To address the role of RSV-specific CTL in protection against infection in the mouse model, vaccination studies with vaccinia virus expressing the M2 protein of RSV were performed. It was shown that protection against RSV infection largely depended on CTL formation (31). CTL responses waned within 45 d after vaccination, which was paralleled by a loss in protection.

In the present study, RSV-specific LPR was induced by primary RSV infection in the majority of infants, which is in line with previous studies (22). Memory was found in one child during the acute phase of disease, whereas 3–4 wk later memory to RSV was found in 80% of the infants. To our surprise, we did not find evidence that reinfection boosted virus-specific CMI, inasmuch as infants with and without reinfection had similar RSV-specific LPR at t = 2 and t = 3. Moreover, RSV-specific LPR at t = 2 and t = 3 were highly correlated. Therefore, it can be concluded that RSV-specific LPR induced during primary RSV bronchiolitis partially persists for more than a year and is not boosted by naturally acquired reinfection.

The physiologic role of RSV-specific T cells during reinfection is not well understood. Firstly, RSV-specific T-cell responses did not protect against reinfection. Secondly, virus-specific LPR were induced by primary RSV infection, but not boosted by reinfection. Both findings may be explained by an absence of in vivo expansion of RSV-specific T cells during a re-encounter with RSV. It is uncertain, however, why RSV-specific memory T cells are formed during primary infection, but do not proliferate in vivo during reinfection.

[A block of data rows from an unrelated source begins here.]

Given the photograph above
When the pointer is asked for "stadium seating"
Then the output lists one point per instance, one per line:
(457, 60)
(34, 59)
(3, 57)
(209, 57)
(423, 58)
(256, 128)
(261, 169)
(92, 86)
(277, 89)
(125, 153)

The immune response during reinfection with RSV is apparently effective, inasmuch as symptoms are usually mild and last for a short period. If RSV-specific T cells do indeed fail to expand in vivo during reinfection, it can be questioned whether T-cell memory plays a major role in the immune response during reinfection. B-cell memory may be more important during reinfection. This is supported by a prominent rise in neutralizing antibodies observed after reinfection with RSV (8). In addition, nonadaptive immunity could have a function in the elimination of RSV during reinfection. Natural killer (NK) cells are important in the defense against viruses because they are capable of providing cytotoxicity and producing cytokines, including IFN-γ(32). Although no data exist on the role of NK cells during RSV infection in humans, this cell type has been implicated in the immune response during RSV infection in mice (33, 34). In addition, type I interferons (IFN-α/β) could play a role in the antiviral immune response. These cytokines with direct antiviral properties are produced in high amounts by airway epithelium upon infection with RSV (35) and they are found in the airways of RSV-infected infants (36).

An important aim in the development of a vaccine against viruses is the induction of virus-specific memory. Subsequent encounter with the virus should result in expansion of at least part the pool of memory T cells. The present study clearly shows that RSV-specific T cells do not necessarily expand during reinfection. If a future RSV vaccine for humans induces RSV-specific T cells, which lack the potential to expand in vivo upon natural infection, this could have implications for the effectiveness of the vaccine. Limited protection by memory T cells would be expected, and the effect of the vaccine would then largely depend on the formation of B-cell memory. It remains to be seen whether B-cell memory is sufficient for protection against reinfection.

In conclusion, the present study shows that RSV-specific T-cell responses do not protect against reinfection. Moreover, reinfection does not boost RSV-specific LPR. Together, these findings suggest that RSV-specific T cells do not expand in vivo upon reinfection with RSV, which could bear relevance for the development of an effective vaccine.